私が小学校3年生の頃の話です。
当時、古い町営住宅に両親と3人で暮らしていました。一人っ子の私は、自分だけの部屋と二段ベッドまで持たせて貰っていました。当時で、築何十年も経ったアパートの一室ですので、天井は低めです。二段ベッドを置くと上段は子供の私が座っても、頭が擦れそうな程ギリギリのスペースしかありませんでした。しかしその圧迫感が妙に安心できた為、上段でばかり眠っていました。

ある夏の夜のことです。熱帯夜である上に、クーラーも無い鉄骨アパートの一室は、蒸し風呂状態です。幼い知恵を働かせ、二段ベッド真横のベランダの大きな窓を開けて、延長コードを使いベッドの枕元に扇風機を設置して、作動させたまま休むことにしました。強引な方法ではありましたが結構快適で、そのまま眠ってしまいました。

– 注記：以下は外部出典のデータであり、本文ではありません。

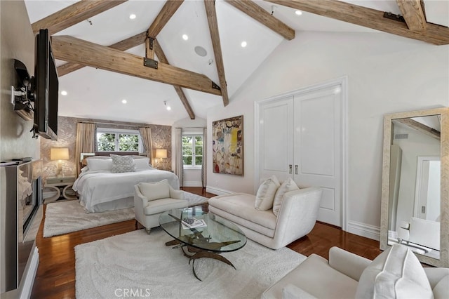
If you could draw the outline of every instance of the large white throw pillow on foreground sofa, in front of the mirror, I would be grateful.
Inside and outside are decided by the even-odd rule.
[[[356,298],[434,298],[415,253],[395,244],[363,270]]]

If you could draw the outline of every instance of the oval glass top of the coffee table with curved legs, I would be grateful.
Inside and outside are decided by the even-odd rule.
[[[203,219],[206,227],[184,229],[180,220],[185,218]],[[159,225],[171,237],[203,251],[236,251],[246,244],[245,234],[234,223],[196,208],[166,211],[159,216]]]

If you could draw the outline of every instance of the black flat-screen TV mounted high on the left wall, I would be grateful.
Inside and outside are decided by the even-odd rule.
[[[36,35],[34,65],[34,133],[58,139],[59,81],[47,29]]]

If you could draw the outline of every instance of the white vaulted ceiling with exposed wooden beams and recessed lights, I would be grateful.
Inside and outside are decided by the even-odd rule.
[[[227,105],[284,39],[301,31],[387,32],[449,44],[444,0],[25,4],[34,31],[52,34],[60,91],[67,91],[60,95],[60,115],[68,117],[166,125],[205,118],[208,108]]]

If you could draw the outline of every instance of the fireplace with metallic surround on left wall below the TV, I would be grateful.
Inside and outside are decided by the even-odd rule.
[[[20,295],[42,219],[42,161],[0,166],[0,295]],[[34,276],[34,273],[33,273]]]

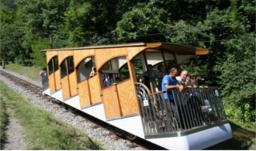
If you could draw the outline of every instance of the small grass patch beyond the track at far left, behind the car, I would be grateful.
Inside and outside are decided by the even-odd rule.
[[[5,68],[8,70],[12,70],[17,74],[21,74],[22,76],[29,77],[34,81],[41,81],[41,76],[39,73],[43,67],[24,67],[19,64],[12,63],[5,65]]]

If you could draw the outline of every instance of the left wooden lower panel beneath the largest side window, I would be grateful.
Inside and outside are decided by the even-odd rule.
[[[116,85],[109,86],[102,90],[102,98],[105,109],[106,118],[116,118],[121,116],[119,102],[116,93]]]

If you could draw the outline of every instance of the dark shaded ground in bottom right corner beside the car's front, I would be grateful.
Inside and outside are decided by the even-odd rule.
[[[243,129],[239,125],[236,125],[234,122],[230,122],[230,126],[233,132],[233,138],[225,142],[221,142],[219,144],[220,146],[234,150],[255,149],[255,132]]]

蒸し暑さで目を覚ましました。腹這いで寝る癖のある私は顔を起こし、扇風機の隣に置いてある目覚まし時計を確認しました。まだ、深夜2時前です。その蒸し暑さの原因は、扇風機が止まってしまっていた為でしょう。寝相で停止ボタンを押してしまったようです。自分の寝相を恨みながら扇風機の作動ボタンに手を伸ばしたその時、
『ボスン』
腹這いで寝る私の足の間に、重量のある何かが落ちて来ました。正確には、誰かが入って来ました。
何故かその時私は直感で、
“男の人が膝を着いた”
と感じたのを覚えています。
全身から吹き出る汗。恐怖。危機感。喧しく、ドクンドクンと自分の心音が聞こえます。咄嗟に私は動きを止め、息を潜めました。目を閉じてはいけないと思い、瞬き以外は見開いていました。ずっと存在する重量感と何者かの気配。

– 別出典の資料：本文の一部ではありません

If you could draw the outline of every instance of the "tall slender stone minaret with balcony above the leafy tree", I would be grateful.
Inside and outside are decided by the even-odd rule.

どれだけ時間が経ったでしょうか。きっかけなど無く、足の間の重量感が、ゆっくりと消えて行きました。それに安堵した私は、いつの間にか眠ってしまい、気付けば朝になっていました。冷静な頭で昨夜の事を思い出します。 “誰かが入って来た。変なおじさんかも、窓空いてたから入って来たのかも。…ううん、あり得ない。私の寝ているところ、大人の座高で膝を付けないんだ。”
ぐったりとしながらベッドから下りると、再び高鳴る心臓に胸を押さえながら、居間に行きました。父親は既に仕事に行って居り、母親が朝食の準備をしていました。私は意を決して、昨夜の事を話しました。